Federal Reserve Chairman Jerome Powell on Monday vowed tough action on inflation, which he said jeopardizes an otherwise strong economic recovery.
"The labor market is very strong, and inflation is much too high," the central bank leader said in prepared remarks for the National Association for Business Economics.
The speech comes less than a week after the Fed raised interest rates for the first time in more than three years in an attempt to battle inflation that is running at its highest level in 40 years.
Reiterating a position the Federal Open Market Committee made Wednesday in its post-meeting statement, Powell said interest rate hikes would continue until inflation is under control. He said the increases could be even higher if necessary than the quarter-percentage point move approved at the meeting.
"We will take the necessary steps to ensure a return to price stability," he said. "In particular, if we conclude that it is appropriate to move more aggressively by raising the federal funds rate by more than 25 basis points at a meeting or meetings, we will do so. And if we determine that we need to tighten beyond common measures of neutral and into a more restrictive stance, we will do that as well."

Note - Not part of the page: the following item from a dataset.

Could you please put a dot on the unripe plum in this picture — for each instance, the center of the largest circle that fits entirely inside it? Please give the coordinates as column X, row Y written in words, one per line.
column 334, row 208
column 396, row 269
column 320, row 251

A basis point is equal to 0.01%. FOMC officials indicated that 25 basis point increases are likely at each of their remaining six meetings this year. However, markets are pricing in about a 50-50 chance the next hike, at the May meeting, could be 50 basis points.
Stocks slipped to their lows of the session after Powell's remarks while Treasury yields rose.
'Widely underestimated' inflation
The sudden policy tightening comes with inflation as measured by the consumer price index running at 7.9% on a 12-month basis. A gauge that the Fed prefers still has prices up 5.2%, well above the central bank's 2% target.
As he has before, Powell ascribed much of the pressures coming from Covid pandemic-specific factors, in particular escalated demand for goods over services that supply could not meet. He conceded that Fed officials and many economists "widely underestimated" how long those pressures would last.
While those aggravating factors have persisted, the Fed and Congress provided more than $10 trillion in fiscal and monetary stimulus since the pandemic's start. Powell said he continues to believe that inflation will drift back to the Fed's target, but it's time for the historically easy policies to end.
"It continues to seem likely that hoped-for supply-side healing will come over time as the world ultimately settles into some new normal, but the timing and scope of that relief are highly uncertain," said Powell, whose official title now is chairman pro tempore as he awaits Senate confirmation for a second term. "In the meantime, as we set policy, we will be looking to actual progress on these issues and not assuming significant near-term supply-side relief."
Powell also addressed the Russian invasion of Ukraine, saying it is adding to supply chain and inflation pressures. Under normal circumstances, the Fed generally would look through those types of events and not alter policy. However, with the outcome unclear, he said policymakers have to be wary of the situation.
"In normal times, when employment and inflation are close to our objectives, monetary policy would look through a brief burst of inflation associated with commodity price shocks," he said. "However, the risk is rising that an extended period of high inflation could push longer-term expectations uncomfortably higher, which underscores the need for the Committee to move expeditiously as I have described."
Powell had indicated last week that the FOMC also is prepared to begin running off some of the nearly $9 trillion in assets on its balance sheet. He noted the process could begin as soon as May, but no firm decision has been made.